# some baits from this summer



## JamesT (Jul 22, 2005)

Popper is basswood
The minnie below it is balsa and the lip is made from an old galvanized trash can lid (works great)
Below that is a mahogany minnie with a shad spot
Bottom is a basswood baby bass crank

The minnow by itself is balsa.

The other lure is a "speed trap style" (tight wiggle) basswood and my first attempt at a photo finish (overdid the top paint coat). Got some help on the lathe for the popper and from a friend with the air brush.

I've caught fish on all of them but I've yet to fish the popper.


----------



## RiverDoc (Mar 12, 2010)

Those are awesome-you have a talent. I'd rather try some of those than the sticks I use.


----------



## Koop (Jul 20, 2010)

Really like the balsa minnows, nice shape, size,paint and finish.


----------



## JamesT (Jul 22, 2005)

Thanks guys! Here is one that has been sitting idle on the drying wheel for over a week. I had forgotten about it. I am calling it the "fishslim shad" in honor of central ohio's fishing machine, Troy! 

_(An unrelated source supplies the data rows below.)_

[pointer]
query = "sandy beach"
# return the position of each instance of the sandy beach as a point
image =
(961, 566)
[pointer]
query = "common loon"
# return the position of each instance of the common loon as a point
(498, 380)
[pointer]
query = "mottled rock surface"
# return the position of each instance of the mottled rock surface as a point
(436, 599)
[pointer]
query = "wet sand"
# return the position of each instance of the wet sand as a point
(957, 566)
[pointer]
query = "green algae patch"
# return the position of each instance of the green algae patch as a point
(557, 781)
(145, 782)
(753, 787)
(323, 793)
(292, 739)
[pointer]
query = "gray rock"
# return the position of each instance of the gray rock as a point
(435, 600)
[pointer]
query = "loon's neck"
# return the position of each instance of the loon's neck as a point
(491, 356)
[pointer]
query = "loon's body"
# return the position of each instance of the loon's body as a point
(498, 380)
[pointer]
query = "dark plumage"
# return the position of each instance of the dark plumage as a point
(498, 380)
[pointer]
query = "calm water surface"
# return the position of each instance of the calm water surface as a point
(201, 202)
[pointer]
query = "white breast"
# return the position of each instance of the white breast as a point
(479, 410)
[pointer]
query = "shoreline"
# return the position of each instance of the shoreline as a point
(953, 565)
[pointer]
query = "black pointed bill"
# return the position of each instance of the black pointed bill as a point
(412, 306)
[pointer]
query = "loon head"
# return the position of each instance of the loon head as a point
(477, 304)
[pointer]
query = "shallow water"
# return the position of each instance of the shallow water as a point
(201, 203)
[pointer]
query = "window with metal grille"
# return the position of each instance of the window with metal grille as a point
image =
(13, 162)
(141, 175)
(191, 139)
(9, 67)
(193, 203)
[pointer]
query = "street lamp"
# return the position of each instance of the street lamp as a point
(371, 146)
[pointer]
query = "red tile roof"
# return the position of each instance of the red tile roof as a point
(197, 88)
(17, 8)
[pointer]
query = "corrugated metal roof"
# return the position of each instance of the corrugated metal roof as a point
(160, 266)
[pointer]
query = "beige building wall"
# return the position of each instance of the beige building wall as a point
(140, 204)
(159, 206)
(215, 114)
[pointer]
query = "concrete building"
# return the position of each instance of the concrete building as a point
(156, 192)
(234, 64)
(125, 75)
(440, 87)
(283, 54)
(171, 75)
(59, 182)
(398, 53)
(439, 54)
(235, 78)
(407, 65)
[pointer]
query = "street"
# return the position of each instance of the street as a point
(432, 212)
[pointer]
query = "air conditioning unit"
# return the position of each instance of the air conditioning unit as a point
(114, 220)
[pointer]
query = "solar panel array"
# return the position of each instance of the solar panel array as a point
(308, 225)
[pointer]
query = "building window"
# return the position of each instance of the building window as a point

That is spoon lure tape and as I was walking from the basement (where it is dark), I noticed that the side tape glows green in the dark! Schwingggg! I had no idea when I ordered it. It still needs one more coat of clear and I will clean up the transition from the top tape to the foil, but figured I would post pics now. It is 1.0 cm wide at it widest spot (at least it will be once it gets the 2nd coat) and there is not a single flat area on it. Fish aren't flat, why should lures be?) I've made a few like this before- they are lighter since they are thin and curved, but the action is really, really nice. Basswood.


----------